Box 9: Terminology – objectives and outcomes
ROMA tries to simplify what can be a very complex set of terms, referring to the objective of policy influence that will lead to outcomes for the people you are trying to help. Broadly, objectives are set out in terms of actions and described as ‘immediate’, ‘short term’ or ‘long term’, and outcomes are set out in terms of the results they generate and described as ‘intermediate’ and either ‘final’ or ‘longer term’.
Checking the forces for and against change
Having defined the initial specification of your policy-influencing objective, identifying the potential barriers and enablers of change helps you target that objective in more detail. A force field diagram (as devised by the sociologist Kurt Lewin in 1951) is a simple diagram that can be drawn up on a large piece of paper in four steps:
- Write the policy-influencing objective in the middle of the page.
- Identify the forces for or against change. Refer to any previous analysis you have done, such as your ‘five whys’ or fishbone diagram. You do not have to go through each individual stakeholder on the map: it is better to identify the broad forces first and then work out whether they need to be broken down any further. All the forces in support of change are listed on the left (driving the change forward); all those against change are listed on the right. Sticky notes are helpful.

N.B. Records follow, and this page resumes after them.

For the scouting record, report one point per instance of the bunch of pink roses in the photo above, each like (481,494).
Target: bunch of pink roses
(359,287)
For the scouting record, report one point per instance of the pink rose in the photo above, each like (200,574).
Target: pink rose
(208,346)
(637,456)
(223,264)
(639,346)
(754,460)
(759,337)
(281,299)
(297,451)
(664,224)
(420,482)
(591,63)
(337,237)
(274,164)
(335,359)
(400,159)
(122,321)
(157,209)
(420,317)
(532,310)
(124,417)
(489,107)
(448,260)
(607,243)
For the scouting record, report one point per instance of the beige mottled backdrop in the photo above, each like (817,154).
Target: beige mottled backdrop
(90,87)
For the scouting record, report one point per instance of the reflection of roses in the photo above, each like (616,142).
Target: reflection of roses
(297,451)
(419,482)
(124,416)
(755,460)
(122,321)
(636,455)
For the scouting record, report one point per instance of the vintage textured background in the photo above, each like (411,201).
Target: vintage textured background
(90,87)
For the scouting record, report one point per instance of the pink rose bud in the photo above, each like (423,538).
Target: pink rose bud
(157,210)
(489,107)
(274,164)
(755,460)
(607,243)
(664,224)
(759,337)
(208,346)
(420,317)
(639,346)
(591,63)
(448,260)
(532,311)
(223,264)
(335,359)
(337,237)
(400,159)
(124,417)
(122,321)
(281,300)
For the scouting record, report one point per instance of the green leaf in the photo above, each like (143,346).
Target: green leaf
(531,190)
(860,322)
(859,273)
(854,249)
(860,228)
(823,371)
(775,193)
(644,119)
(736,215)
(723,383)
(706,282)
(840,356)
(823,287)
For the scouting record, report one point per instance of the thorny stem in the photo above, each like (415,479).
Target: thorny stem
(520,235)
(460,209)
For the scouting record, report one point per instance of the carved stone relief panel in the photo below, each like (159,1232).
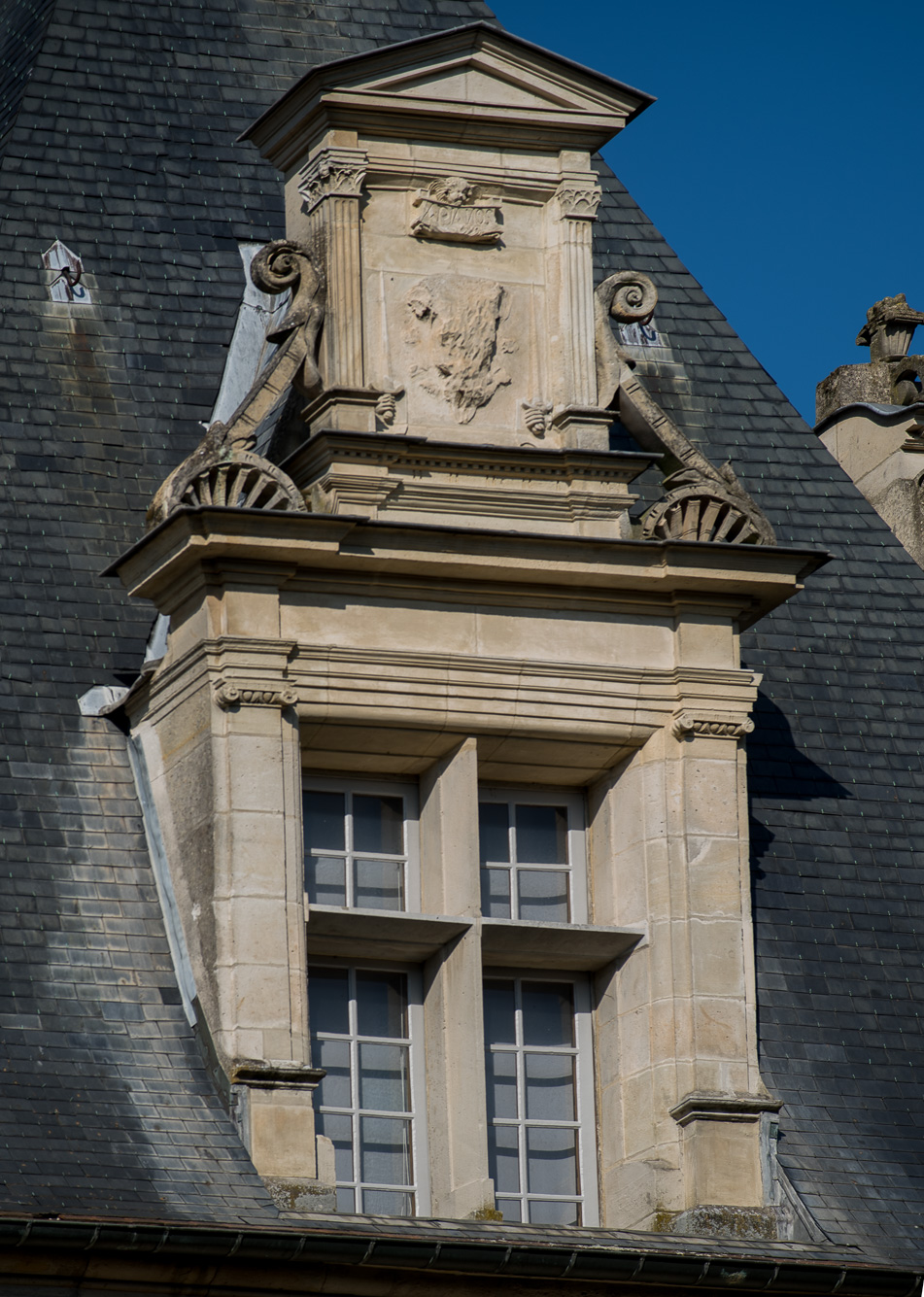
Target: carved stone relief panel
(449,209)
(452,335)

- Organise the forces around common themes and work out the strength of each one, on a scale of 1 to 5 (1 being weak and 5 being strong). The chart may look quite unbalanced at this stage, and some of the forces may be linked to each other (see Figure 5 below).
- To further refine the diagram, use a similar 1-to-5 scale to work out the strength of your influence on each of the forces. Adding the numbers together will give you an indication of how easy or difficult it will be to bring about change (see the case study at the end of this chapter for a fully worked example).